In May of 2006, I graduated from college and prepared to enter The Real World. I’d been readying myself mentally for months like most of my peers. After a quick trip to Israel, I came home and started my first job at a big PR firm in June. By August, I was living in a one-bedroom apartment in Lakeview. I was self sufficient, spending weekends with friends, exploring over 21 life in the city, and in the throes of a wonderful, exciting new relationship. I was following “my plan.”  I thought I was all set, and that I was a real adult.

And then my perfect vision of independent adult life came crashing down. Following my 23rd birthday in October, my mom was diagnosed with stage III breast cancer. The doctors told us it had already spread to several of her lymph nodes and that she would need immediate surgery, followed by courses of chemotherapy and radiation treatments.

My family is very close. My mom is the center of this universe. My universe. I’m her only child (my sisters are from my dad’s first marriage) and we’ve always been extremely close. How could this happen to the most important person in my life?

I can’t begin to express what it feels like to learn that your mother’s health, well being and general existence in your life is really, seriously, suddenly threatened. To say that I (and the rest of my family) took my mom’s ability to be that center for granted would be a huge understatement.
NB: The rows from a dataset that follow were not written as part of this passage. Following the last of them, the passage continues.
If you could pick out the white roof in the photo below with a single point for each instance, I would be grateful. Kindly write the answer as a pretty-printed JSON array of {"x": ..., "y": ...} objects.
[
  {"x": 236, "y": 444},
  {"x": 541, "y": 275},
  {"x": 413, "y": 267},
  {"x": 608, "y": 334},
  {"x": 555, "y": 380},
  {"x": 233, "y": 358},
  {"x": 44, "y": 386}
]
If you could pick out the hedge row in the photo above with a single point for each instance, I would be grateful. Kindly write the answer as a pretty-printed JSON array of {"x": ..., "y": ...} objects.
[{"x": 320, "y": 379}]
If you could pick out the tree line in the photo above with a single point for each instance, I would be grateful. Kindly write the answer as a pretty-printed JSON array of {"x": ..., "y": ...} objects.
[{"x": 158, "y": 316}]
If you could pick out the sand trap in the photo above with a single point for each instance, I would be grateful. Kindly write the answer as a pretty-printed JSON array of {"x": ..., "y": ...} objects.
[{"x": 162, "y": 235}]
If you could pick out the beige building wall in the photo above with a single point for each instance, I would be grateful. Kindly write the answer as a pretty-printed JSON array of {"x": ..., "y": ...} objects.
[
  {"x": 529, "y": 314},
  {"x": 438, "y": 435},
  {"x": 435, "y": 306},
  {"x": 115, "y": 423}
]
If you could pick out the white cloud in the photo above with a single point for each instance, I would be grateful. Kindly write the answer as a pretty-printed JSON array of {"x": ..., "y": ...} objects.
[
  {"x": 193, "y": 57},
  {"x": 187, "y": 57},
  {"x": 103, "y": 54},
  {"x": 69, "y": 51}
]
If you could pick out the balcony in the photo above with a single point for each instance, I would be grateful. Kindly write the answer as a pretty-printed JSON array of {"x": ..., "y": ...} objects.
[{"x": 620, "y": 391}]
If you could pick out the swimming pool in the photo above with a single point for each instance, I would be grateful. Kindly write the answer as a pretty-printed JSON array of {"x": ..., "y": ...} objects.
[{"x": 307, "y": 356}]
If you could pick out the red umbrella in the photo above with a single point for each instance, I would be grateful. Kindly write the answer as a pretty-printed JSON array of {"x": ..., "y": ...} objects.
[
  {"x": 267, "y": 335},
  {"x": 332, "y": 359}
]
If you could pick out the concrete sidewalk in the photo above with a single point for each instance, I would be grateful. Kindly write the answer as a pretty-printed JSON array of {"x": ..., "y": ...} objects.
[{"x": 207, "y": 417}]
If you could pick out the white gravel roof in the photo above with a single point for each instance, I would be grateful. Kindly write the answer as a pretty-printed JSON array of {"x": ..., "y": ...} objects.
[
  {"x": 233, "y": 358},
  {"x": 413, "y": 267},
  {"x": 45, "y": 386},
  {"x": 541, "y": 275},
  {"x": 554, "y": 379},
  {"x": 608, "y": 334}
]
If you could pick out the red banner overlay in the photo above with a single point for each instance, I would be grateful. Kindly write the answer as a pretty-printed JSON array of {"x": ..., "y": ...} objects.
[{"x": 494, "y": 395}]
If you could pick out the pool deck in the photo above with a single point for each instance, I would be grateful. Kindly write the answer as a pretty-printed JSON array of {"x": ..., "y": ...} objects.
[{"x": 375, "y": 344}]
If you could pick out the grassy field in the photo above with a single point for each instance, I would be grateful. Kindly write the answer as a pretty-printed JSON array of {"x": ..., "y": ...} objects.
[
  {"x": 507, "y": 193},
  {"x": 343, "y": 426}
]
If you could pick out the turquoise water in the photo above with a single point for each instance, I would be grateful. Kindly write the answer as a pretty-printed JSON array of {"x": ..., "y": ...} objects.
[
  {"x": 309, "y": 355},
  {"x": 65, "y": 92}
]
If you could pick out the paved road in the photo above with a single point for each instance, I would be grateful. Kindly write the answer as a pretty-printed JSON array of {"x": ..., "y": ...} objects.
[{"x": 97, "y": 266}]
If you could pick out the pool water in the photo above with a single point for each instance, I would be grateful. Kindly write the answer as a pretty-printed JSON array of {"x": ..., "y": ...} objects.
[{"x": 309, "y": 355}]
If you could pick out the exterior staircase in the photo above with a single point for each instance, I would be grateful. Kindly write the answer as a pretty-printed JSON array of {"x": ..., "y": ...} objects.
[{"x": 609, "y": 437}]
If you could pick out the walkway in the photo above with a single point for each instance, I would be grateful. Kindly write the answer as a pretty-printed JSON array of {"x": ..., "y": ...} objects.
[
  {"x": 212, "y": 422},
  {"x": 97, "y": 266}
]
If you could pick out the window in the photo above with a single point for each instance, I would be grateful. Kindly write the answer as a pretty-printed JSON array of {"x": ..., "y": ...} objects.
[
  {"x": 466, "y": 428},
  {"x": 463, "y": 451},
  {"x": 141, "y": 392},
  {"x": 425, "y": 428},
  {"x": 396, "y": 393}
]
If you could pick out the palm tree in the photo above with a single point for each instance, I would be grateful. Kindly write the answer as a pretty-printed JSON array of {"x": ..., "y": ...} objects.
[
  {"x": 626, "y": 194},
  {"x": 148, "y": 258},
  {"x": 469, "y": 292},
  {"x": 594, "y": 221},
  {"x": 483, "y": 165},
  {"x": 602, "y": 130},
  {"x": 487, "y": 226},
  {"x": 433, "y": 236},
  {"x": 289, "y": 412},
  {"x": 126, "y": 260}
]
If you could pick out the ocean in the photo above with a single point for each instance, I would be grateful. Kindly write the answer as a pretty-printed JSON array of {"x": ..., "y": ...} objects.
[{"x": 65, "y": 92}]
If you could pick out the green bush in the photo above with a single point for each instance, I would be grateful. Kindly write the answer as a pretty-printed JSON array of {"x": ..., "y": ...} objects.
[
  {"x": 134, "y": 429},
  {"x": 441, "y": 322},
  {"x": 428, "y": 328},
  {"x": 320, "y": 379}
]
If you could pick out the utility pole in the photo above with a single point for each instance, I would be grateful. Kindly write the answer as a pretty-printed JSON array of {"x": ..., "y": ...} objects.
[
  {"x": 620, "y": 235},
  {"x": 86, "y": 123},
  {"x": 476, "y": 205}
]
My mom is the type of mother who when I called to complain about a particularly stressful week in school would fly out from Chicago to upstate New York for the weekend accompanied by my dog, a few books and her Sudoku puzzles to sit in the school library and keep me company while I studied for many straight hours.

The sudden fear of losing her took over my life and the lives of my sisters, my dad, my aunts, my cousins, so many people who always turned to her first in any crisis.

The first few weeks following the diagnosis are still a blur. It was hard for any of us to think. My mom told us from the start that she didn’t want to listen to all of the dire medical pronouncements (I learned quickly that doctors refuse to be even slightly optimistic).

She needed us to go to be her ears, to meet and to interview several oncologists and surgeons before we, as a family, choose a course of action. This was the first time that my mom had really asked us for help. We all immediately reacted. My sister cancelled her family vacation. My aunt flew in for an indefinite stay from San Diego. I got time off from the new job that had seemed so important a few short months before. For the first time ever, we rallied around my mom.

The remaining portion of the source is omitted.